気忙しい日常の連続の中に、かくも自若たる時が訪れてくれるのは救いだ。



ほろ酔いで良い感じになった年配の上司が新人たちに語り始めた。

「最近めっちゃ忙しくてな、寝る時間ないねん。もうちょい暇欲しいわ~」

その上司の言葉は私を煽動し、意識は5年前に巻き戻る。

5年前、東日本大震災が起きた際にこの上司は、「仕事があるだけでありがたい。与えられた仕事を誠心誠意やっていこうで!」と部下たちを鼓舞していた。

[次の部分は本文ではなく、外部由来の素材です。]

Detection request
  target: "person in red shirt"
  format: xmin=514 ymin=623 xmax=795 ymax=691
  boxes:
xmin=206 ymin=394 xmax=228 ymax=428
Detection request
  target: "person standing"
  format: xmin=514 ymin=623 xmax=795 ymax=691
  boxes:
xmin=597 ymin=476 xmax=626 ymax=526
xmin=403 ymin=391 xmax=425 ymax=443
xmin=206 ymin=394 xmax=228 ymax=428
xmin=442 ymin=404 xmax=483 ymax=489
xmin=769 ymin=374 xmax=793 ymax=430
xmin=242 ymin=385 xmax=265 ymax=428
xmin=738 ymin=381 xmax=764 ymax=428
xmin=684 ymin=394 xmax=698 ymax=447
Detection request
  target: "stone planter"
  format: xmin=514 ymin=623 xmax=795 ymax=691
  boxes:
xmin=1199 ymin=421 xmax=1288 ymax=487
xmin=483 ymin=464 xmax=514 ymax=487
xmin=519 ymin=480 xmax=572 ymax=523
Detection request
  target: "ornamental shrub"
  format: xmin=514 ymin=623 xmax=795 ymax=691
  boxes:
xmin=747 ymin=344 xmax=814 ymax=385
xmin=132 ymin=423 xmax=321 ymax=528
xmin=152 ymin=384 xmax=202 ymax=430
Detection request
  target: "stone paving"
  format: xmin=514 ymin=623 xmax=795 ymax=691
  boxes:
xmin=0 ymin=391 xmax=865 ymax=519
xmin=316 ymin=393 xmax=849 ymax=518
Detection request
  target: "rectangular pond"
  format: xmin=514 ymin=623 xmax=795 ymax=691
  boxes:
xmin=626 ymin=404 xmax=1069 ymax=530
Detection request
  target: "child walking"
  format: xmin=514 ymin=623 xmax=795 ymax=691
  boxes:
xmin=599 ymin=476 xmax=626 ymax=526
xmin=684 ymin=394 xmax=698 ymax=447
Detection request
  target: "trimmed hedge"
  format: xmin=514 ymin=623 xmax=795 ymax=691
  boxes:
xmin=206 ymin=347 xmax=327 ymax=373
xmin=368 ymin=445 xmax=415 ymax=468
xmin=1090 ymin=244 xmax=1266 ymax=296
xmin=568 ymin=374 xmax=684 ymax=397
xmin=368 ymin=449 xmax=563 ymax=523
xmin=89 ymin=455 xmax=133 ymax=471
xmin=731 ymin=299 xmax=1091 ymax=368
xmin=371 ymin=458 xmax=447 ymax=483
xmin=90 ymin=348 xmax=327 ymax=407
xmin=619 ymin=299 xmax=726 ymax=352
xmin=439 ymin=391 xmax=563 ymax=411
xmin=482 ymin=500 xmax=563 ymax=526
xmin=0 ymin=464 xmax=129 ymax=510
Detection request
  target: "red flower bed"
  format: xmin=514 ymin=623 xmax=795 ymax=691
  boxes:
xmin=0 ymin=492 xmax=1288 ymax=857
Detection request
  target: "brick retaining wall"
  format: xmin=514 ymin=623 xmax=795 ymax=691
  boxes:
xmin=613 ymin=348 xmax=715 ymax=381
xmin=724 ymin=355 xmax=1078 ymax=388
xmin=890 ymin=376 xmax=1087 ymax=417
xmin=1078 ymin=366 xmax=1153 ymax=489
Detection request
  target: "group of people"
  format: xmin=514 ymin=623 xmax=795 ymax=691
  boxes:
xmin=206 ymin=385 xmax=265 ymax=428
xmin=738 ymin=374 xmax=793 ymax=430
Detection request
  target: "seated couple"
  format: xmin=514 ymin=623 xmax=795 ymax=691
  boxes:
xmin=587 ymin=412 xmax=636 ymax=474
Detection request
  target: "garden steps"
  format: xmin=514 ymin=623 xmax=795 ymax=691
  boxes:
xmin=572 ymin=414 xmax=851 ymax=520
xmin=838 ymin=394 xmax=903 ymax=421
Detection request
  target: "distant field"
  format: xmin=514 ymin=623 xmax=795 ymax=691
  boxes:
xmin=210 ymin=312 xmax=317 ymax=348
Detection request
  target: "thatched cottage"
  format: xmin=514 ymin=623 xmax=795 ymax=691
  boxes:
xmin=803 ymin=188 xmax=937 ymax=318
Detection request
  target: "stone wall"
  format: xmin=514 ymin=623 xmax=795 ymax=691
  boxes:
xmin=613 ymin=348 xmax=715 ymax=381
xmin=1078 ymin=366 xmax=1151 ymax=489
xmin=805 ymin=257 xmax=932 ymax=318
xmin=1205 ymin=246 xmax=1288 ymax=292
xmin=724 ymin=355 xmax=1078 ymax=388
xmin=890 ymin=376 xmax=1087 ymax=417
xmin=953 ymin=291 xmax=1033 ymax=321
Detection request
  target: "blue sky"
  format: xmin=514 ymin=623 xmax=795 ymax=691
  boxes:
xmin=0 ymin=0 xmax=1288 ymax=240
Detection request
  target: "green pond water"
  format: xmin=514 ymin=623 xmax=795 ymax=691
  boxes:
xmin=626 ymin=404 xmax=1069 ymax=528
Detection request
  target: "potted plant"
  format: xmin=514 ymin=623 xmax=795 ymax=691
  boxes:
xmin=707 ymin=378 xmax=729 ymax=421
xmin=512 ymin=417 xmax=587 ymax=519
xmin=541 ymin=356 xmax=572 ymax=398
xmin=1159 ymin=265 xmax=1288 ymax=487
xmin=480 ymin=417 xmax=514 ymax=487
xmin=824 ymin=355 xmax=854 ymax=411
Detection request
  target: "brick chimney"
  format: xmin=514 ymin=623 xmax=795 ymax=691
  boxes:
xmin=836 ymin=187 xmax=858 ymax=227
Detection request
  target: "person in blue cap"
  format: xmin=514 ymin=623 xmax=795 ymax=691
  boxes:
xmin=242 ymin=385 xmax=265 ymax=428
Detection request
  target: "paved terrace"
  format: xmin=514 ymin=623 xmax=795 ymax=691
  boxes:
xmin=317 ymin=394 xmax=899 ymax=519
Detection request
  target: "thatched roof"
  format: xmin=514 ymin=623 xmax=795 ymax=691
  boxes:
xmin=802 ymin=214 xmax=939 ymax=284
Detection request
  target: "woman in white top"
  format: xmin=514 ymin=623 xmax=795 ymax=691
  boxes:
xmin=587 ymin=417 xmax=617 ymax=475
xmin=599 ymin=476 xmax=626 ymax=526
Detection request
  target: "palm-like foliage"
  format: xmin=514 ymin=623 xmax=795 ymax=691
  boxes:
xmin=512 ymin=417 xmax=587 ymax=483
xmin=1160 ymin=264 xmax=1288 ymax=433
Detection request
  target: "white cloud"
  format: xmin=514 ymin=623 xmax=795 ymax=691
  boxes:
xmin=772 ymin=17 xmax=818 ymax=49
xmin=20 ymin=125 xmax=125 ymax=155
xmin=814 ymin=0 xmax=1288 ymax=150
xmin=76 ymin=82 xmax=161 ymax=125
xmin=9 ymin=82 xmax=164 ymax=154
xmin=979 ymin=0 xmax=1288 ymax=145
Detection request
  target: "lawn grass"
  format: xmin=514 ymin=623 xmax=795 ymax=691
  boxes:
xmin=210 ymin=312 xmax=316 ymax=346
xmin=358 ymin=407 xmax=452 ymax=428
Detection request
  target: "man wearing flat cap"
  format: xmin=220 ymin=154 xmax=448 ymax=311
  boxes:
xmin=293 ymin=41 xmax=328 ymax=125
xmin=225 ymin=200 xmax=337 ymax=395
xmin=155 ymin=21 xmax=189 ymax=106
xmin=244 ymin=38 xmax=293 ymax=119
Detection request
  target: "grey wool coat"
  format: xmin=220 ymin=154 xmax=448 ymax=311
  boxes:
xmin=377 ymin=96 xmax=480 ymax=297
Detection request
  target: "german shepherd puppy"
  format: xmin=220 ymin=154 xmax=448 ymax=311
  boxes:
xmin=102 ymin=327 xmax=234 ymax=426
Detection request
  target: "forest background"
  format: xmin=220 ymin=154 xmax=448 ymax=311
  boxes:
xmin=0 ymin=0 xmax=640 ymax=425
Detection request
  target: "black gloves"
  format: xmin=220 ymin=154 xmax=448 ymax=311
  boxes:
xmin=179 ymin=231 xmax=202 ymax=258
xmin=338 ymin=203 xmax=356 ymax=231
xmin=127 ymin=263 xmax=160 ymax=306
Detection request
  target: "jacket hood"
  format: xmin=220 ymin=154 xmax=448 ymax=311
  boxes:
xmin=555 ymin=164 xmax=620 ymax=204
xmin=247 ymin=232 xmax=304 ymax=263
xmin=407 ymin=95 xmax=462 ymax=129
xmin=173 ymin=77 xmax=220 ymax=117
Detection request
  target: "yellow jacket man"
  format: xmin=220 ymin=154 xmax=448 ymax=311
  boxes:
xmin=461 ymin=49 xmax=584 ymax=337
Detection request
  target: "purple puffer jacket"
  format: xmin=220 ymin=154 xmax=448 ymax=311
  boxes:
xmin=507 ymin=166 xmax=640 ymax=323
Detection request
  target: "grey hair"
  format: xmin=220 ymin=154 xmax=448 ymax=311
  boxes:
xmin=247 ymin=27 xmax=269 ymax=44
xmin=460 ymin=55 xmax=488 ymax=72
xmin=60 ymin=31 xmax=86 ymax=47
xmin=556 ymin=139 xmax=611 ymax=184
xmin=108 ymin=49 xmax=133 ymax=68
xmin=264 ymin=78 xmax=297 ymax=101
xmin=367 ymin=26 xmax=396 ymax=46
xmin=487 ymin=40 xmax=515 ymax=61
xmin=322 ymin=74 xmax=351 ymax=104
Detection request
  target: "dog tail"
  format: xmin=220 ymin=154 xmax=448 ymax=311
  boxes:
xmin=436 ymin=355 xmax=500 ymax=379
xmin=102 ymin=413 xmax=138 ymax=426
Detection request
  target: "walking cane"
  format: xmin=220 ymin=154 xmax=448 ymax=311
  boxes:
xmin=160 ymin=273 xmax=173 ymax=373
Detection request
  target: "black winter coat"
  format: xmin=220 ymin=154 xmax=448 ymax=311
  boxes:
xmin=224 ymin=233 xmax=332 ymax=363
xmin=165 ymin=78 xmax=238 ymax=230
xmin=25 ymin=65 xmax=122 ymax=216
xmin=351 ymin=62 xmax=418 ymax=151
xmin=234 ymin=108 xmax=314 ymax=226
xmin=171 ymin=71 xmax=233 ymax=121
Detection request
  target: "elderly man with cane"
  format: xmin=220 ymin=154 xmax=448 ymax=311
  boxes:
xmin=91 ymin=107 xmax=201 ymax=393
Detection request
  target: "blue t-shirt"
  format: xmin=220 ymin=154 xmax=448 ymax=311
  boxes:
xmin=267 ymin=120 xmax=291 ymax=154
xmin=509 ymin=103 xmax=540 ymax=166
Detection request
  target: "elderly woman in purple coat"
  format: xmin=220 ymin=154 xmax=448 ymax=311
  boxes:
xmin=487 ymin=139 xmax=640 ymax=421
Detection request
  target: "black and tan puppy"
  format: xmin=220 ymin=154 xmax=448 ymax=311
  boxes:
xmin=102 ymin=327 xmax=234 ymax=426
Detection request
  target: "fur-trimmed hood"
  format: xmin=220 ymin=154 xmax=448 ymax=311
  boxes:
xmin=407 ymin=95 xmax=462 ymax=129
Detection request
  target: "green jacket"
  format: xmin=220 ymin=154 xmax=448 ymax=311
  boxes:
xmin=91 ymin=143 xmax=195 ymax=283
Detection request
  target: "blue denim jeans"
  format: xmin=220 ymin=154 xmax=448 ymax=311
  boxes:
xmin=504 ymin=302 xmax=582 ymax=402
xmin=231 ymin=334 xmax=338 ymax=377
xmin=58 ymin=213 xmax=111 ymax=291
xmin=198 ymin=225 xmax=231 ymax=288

Tomorrow never knows』の中で、ミスチルの桜井さんは唄う。

「人は悲しいぐらい忘れてゆく生きもの 愛される喜びも寂しい過去も」


5年前の仕事への真摯な想いはおそらく真実だし、一方で現状の多忙さに嫌気を感じているのもまた真実だろう。どちらも嘘じゃない。

時間の経過の中で起こった「上司の記憶の忘却」と「私の記憶の継続」が重なったことで、「嘘つき上司」が作り上げられた。

時の流れが上司を嘘つきに仕立てあげただけのこと。よくある話。別に大したことじゃない。


頭で「よっ!嘘つき上司!」的なことを考えながら、口では「マジうまいね、これ♪」と言いながらお花見弁当を食べる私。

上司のことは言えない。頭と口が一致していない私もまた、同じ嘘つきに違いないのだから。そう、本当に大したことじゃないのだ。



お酒を煽り、空を見た。

空に穢れの跡はなく、桜の端麗さにはわずか一点の陰りも存しない。

押し広がる空。散り広がる桜。

移ろいゆく青碧の宙。変わらぬ淡紅色の花びら。

それらはどこまでも縷々として美しく、そしてその美しさに嘘はなかった。